Is there a way using lxml iterparse to skip an element without checking the tag? Take this xml for example:
<root>
<sample>
<tag1>text1</tag1>
<tag2>text2</tag2>
<tag3>text3</tag3>
<tag4>text4</tag4>
</sample>
<sample>
<tag1>text1</tag1>
<tag2>text2</tag2>
<tag3>text3</tag3>
<tag4>text4</tag4>
</sample>
</root>
If I care about tag1
and tag4
, checking tag2
and tag3
will eat up some time. If the file isn't big, it doesn't really matter but if I have a million <sample>
nodes, I could reduce search time some if I don't have to check tag2
nd tag3
. They're always there and I never need them.
using iterparse in lxml
import lxml
xmlfile = 'myfile.xml'
context = etree.iterparse(xmlfile, events('end',), tag='sample')
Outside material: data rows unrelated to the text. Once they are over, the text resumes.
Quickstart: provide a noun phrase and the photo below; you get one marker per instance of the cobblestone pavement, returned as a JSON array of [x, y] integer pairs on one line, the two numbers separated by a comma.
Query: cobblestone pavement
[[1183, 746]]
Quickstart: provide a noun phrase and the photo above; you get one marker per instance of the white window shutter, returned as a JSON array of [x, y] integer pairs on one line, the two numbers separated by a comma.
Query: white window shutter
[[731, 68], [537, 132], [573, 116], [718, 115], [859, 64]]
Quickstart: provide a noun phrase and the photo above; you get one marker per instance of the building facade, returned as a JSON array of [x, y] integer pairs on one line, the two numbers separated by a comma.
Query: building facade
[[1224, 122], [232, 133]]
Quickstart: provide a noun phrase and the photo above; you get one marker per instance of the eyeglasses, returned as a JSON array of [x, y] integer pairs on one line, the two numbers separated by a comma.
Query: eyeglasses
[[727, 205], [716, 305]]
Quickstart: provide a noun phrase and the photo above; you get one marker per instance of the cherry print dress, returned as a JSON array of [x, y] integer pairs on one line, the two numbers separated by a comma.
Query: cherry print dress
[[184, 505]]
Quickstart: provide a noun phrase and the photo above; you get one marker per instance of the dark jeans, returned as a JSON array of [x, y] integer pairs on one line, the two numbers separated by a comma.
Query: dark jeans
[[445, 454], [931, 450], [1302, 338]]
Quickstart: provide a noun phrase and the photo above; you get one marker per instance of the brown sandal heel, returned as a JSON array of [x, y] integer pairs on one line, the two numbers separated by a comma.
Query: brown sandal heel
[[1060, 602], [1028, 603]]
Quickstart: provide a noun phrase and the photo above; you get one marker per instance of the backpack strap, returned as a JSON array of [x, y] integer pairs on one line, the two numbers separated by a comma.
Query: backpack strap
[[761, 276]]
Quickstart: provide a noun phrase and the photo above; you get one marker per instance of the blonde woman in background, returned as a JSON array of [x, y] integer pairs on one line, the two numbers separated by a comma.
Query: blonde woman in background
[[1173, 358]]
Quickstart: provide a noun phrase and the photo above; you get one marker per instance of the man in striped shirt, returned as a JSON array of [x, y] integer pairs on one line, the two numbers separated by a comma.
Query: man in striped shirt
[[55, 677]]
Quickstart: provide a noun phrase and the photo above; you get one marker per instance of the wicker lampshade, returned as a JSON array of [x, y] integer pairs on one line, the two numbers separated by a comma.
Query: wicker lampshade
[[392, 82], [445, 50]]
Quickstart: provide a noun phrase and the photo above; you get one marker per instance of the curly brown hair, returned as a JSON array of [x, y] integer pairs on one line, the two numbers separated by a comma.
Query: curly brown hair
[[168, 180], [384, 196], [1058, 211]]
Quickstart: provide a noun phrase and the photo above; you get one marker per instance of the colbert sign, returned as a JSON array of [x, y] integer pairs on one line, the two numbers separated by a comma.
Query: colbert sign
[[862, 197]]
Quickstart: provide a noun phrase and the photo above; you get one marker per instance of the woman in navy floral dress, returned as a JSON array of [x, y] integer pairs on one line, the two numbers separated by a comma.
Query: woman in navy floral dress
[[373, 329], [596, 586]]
for event, elem in context:
for child in elem:
if child.tag == 'tag1'
my_list.append(child.text)
#HERE I'd like to advance the loop twice without checking tag2 and tag3 at all
#something like:
#next(child)
#next(child)
elif child.tag == 'tag4'
my_list.append(child.text)
If you use the tag
arg in iterchildren like you do in iterparse, you can "skip" elements other than tag1
and tag4
.
Example...
from lxml import etree
xmlfile = "myfile.xml"
my_list = []
for event, elem in etree.iterparse(xmlfile, tag="sample"):
for child in elem.iterchildren(tag=["tag1", "tag4"]):
if child.tag == "tag1":
my_list.append(child.text)
elif child.tag == "tag4":
my_list.append(child.text)
print(my_list)
Printed output...
['text1', 'text4', 'text1', 'text4']